Jerry Jennings' leadership is the issue for us all here and the performance of his appointees in critical agencies is central to that.
In the case of the Albany Police Department, what I have seen is a series of five potentially effective executives who have never been given the opportunity to really mold the department. Indeed, Tuffey asserted that it was "broken" when he took office and proceeded with yet another reorganization to "fix" it. And though he ran dog and pony shows to sell it all over town, the whole plan was written without any public participation.
The general dissatisfaction I've heard expressed everywhere I've been this campaign season, whether it's here in upscale Center Square, the downscale South End or the working class First Ward is very consistent. The people want "community policing" and for the first time in the twenty years since I first encountered that concept, they pretty much know what it means. I've always told people, especially in communities of color, you have to know what to ask for. Well, now they do.

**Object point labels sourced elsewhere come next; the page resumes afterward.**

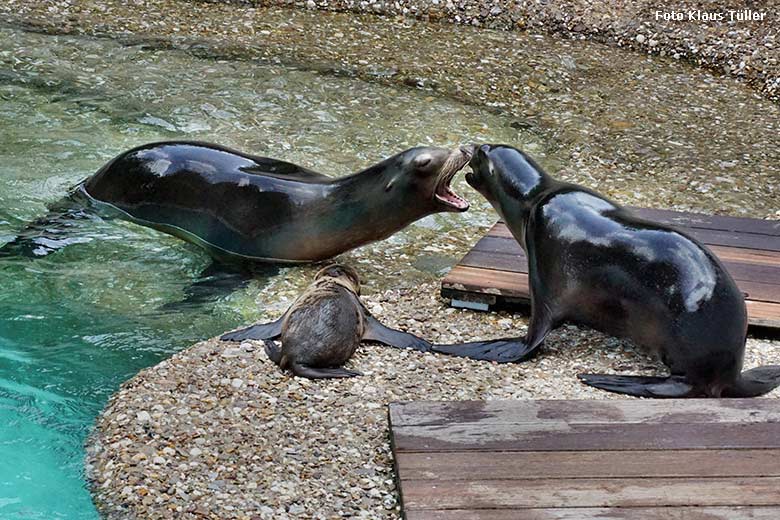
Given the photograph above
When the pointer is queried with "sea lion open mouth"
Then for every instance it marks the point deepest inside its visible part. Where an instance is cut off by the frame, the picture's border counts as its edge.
(444, 193)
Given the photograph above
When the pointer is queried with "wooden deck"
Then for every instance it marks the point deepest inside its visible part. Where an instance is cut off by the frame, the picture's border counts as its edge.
(691, 459)
(495, 272)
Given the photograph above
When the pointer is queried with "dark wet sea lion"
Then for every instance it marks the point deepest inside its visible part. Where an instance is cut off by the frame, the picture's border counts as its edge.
(323, 328)
(241, 207)
(592, 262)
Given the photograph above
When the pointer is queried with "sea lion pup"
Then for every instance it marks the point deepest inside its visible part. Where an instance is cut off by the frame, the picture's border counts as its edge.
(592, 262)
(323, 328)
(242, 208)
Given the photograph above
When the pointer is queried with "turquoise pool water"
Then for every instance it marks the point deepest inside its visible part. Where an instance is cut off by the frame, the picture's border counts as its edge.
(77, 323)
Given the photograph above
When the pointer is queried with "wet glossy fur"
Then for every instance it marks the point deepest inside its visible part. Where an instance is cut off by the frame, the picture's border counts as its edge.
(593, 262)
(244, 207)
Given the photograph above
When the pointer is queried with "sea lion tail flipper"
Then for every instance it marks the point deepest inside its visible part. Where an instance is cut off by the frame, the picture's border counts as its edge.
(375, 331)
(274, 351)
(260, 331)
(49, 233)
(322, 373)
(755, 382)
(506, 350)
(640, 386)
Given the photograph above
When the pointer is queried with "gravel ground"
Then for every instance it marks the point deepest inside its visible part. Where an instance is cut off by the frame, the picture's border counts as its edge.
(218, 431)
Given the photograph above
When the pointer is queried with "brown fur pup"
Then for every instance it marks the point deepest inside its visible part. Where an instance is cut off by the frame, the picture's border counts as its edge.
(323, 328)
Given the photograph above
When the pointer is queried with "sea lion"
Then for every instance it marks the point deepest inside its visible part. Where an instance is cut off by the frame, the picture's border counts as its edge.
(244, 208)
(323, 328)
(591, 261)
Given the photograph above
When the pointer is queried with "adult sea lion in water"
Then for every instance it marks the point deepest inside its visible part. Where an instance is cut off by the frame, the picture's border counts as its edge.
(592, 262)
(323, 328)
(246, 208)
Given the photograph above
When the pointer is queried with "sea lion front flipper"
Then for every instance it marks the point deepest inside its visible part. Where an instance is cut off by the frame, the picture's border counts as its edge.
(507, 350)
(271, 330)
(215, 281)
(322, 373)
(640, 386)
(48, 234)
(375, 331)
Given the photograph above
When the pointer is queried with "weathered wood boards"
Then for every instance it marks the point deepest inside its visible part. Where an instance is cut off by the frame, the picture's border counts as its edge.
(496, 270)
(637, 459)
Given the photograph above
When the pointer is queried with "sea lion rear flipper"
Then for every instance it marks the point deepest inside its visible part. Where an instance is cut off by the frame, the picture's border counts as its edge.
(375, 331)
(508, 350)
(322, 373)
(640, 386)
(270, 330)
(274, 351)
(49, 233)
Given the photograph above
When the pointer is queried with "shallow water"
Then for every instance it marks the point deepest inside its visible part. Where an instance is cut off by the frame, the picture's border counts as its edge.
(77, 323)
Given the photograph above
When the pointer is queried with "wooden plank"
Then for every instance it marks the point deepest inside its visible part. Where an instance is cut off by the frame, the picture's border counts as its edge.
(709, 237)
(629, 492)
(498, 241)
(588, 464)
(763, 314)
(518, 263)
(576, 411)
(760, 314)
(705, 221)
(634, 513)
(585, 437)
(487, 281)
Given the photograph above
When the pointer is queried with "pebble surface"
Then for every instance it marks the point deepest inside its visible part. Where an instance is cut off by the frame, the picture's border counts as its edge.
(218, 431)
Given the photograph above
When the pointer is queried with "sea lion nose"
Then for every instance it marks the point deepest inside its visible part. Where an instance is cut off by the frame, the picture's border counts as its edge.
(468, 150)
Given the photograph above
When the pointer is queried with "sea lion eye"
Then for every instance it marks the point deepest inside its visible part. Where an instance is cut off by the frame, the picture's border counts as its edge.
(422, 160)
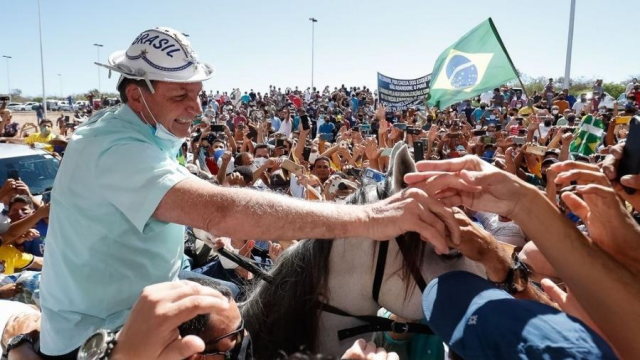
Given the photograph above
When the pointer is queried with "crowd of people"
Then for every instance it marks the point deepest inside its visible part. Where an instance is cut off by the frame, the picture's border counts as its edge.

The APD is generously staffed. It's been provided with modern technology. Crime statistics are down. But the community is unsatisfied because now the community knows what it wants and APD is not giving it to them. The iconic moment I witnessed was in Pine Hills in June where a very testy audience kept interrupting a police commander who plaintively kept telling us about his powerpoint. The people don't want some slick corporate production. In the absence of true leadership committed to community policing and victim responsiveness Jerry's numbers could plunge to the bottom of the Hudson and people still wouldn't be happy.
At 423 State Street, there is a SUNY building where they installed Tom Constantine when he retired from the DEA. His first project was to lay the foundation for the Law Enforcement Executive Institute -- an advanced management program for developing a cadre of municipal police executive level personnel for the purpose, not only of better management, but to further professionalize our senior managers to better insulate them from political influence. It galls me to know that this sophisticated initiative was worked on so close at hand and we are not enjoying its benefit. See: http://www.constantinescircus.org/leadinst.htm
In the end and in all fairness, the problems outlined by the Times Union are not Chief Tuffey's doing. Nor can one blame Tuffey, Nielsen, Wolfgang and Turley before him. They are Jerry Jennings' doing. It is he who has subjected the office of Chief of Police to de facto term limits, allowing nasty things to fester, the members of the force to be deprived of organizational stability -- meaning real leadership -- and the community to be denied the opportunity to develop a real relationship with the department -- o, and the cops to get a contract.